Simple alternative for V1: Always use WARNING level


Implementation Plan (Scaled Back)

Phase 1: Minimal Runtime Warnings (1-2 days)

  • Add basic staleness settings to GenAISettings (warn flag, threshold only)
  • Implement simple _check_staleness() in RegistryLoader (no session tracking)
  • Use standard logger.warning() (no structured logging extras)
  • Unit tests for staleness detection logic with mocked dates
  • Integration test confirming warnings appear

Phase 2: Documentation (1 day)

  • Document configuration options in user guide
  • Add "Manual Registry Update" procedure to docs
  • Update ADR-A14 as-built notes with reference to this addendum

Configuration Matrix (V1 Simplified)

Use Case warn threshold Rationale
Production true 90 Default, balanced (quarterly updates)
Development true 30 More aggressive staleness detection
Offline/Testing false 0 Disable warnings entirely
Batch-Heavy true 14 Critical for cost optimization (bi-weekly checks)

Environment Variables

# Production (default)
REGISTRY_STALENESS_WARN=true
REGISTRY_STALENESS_THRESHOLD_DAYS=90

# Batch-optimized project (more aggressive)
REGISTRY_STALENESS_WARN=true
REGISTRY_STALENESS_THRESHOLD_DAYS=14

# Testing environment (warnings off)
REGISTRY_STALENESS_WARN=false

Consequences

Positive

  1. Proactive Awareness: Users notified of stale data before cost impact
  2. Configurable Behavior: Different projects can set appropriate thresholds
  3. Non-Blocking: Warnings don't break applications
  4. Batch Tier Confidence: Users can trust pricing when adopting batch API
  5. Future Automation: ADR leaves room for CI workflows and issue tracking later
  6. Future Logging Enhancements: Structured logging can be added post-prototype

Negative

  1. Additional Complexity: More configuration surface area (minimal: 2 settings)
  2. Potential Warning Fatigue: Users may see duplicate warnings (no session deduplication)
  3. False Positives: Registry may be "stale" but pricing unchanged
  4. Dependency on Manual Updates: Still requires human intervention

Mitigations

  • Warning Fatigue: Simple REGISTRY_STALENESS_WARN=false to disable; warnings only on registry load (not frequent)
  • False Positives: 90-day threshold provides buffer for stable pricing
  • Manual Updates: Acceptable for prototype phase; future ADR could explore automation

Alternatives Considered

Alternative 1: Hard Block on Stale Registry

Approach: Raise exception and refuse to load registry if too old.

Pros: Forces immediate action, prevents silent errors

Cons: Breaking change, blocks development/testing, too aggressive

Rejected: Too disruptive for development workflows

Alternative 2: Automatic Background Updates

Approach: Auto-fetch pricing from OpenAI on staleness detection.

Pros: Fully automated, no manual work

Cons:

  • OpenAI has no pricing API (confirmed in ADR-A14 research)
  • Web scraping unreliable and against ToS
  • Security risk (auto-executing untrusted data)
  • Violates "human-editable" principle

Rejected: Not feasible without official API

Alternative 3: External Service Integration

Approach: Subscribe to third-party pricing update service (e.g., LLMPrices.dev).

Pros: Automated, covers multiple providers

Cons:

  • External dependency risk
  • Subscription cost
  • Data accuracy not guaranteed
  • Privacy concerns (exposing usage patterns)

Deferred: Consider for ADR-A14.2 if services mature


Open Questions

  1. Threshold Tuning: Is 90 days the right default?

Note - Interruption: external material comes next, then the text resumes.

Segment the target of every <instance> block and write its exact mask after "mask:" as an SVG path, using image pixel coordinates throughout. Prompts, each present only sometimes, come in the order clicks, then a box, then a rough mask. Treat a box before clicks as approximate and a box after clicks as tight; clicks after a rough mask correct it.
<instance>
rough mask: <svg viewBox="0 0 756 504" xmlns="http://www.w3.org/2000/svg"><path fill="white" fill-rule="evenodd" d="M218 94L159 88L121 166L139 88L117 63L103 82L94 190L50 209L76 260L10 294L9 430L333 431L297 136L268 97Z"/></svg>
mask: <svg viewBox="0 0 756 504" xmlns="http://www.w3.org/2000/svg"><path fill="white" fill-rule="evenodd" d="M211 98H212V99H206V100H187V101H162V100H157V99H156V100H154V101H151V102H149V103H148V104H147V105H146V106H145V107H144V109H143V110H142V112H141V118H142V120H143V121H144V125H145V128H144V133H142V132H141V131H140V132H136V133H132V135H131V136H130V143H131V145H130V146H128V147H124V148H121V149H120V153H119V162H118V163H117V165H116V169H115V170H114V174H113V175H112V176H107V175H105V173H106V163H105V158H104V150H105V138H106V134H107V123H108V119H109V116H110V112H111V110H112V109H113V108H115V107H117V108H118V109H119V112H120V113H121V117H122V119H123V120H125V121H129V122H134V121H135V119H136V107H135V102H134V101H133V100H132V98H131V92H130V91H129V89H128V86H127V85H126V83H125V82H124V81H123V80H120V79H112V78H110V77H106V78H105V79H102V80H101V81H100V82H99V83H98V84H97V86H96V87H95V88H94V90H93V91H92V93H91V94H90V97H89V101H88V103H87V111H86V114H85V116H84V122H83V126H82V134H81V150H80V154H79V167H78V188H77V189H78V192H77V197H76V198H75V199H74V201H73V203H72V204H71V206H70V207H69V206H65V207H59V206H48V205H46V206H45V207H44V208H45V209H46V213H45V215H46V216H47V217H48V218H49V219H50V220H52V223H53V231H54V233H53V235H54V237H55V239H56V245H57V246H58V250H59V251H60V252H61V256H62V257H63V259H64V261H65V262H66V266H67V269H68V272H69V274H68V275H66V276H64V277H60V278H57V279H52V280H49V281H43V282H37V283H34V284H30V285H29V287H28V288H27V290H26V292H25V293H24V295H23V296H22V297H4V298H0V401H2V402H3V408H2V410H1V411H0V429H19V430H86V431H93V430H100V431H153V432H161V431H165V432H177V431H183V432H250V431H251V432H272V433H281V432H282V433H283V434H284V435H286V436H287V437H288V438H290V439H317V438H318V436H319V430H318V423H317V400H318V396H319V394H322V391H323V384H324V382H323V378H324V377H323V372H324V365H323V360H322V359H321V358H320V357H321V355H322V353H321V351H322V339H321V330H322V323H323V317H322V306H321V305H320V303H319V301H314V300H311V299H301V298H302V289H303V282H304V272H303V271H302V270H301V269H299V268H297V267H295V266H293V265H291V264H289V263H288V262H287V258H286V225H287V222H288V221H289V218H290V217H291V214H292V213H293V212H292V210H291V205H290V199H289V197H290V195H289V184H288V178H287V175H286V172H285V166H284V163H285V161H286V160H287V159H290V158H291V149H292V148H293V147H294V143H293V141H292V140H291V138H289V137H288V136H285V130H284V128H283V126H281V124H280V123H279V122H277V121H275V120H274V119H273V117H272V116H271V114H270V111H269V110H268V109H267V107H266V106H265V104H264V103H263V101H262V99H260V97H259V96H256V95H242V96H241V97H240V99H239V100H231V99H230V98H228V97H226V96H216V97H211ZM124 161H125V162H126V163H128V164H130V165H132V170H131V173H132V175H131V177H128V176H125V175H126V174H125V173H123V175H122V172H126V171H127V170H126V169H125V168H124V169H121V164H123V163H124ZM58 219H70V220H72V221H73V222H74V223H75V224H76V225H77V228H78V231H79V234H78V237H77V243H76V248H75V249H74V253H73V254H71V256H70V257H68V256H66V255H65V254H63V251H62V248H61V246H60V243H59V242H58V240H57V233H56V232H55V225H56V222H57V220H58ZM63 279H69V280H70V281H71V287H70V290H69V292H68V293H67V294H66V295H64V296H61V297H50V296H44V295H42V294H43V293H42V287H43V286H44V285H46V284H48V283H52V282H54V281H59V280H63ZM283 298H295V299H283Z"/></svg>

Should it vary by provider?
  2. Pricing Change API: Should we monitor OpenAI announcements for pricing changes?
  3. Historical Pricing: Should we maintain a pricing history for cost analysis?
  4. Multi-Provider: How do thresholds work when different providers update at different rates?
  5. User Notifications: Should we support email/Slack notifications beyond logging?

References


As-Built Notes

This section will be populated during implementation. Never edit the original Context/Decision/Consequences sections - always append addenda here.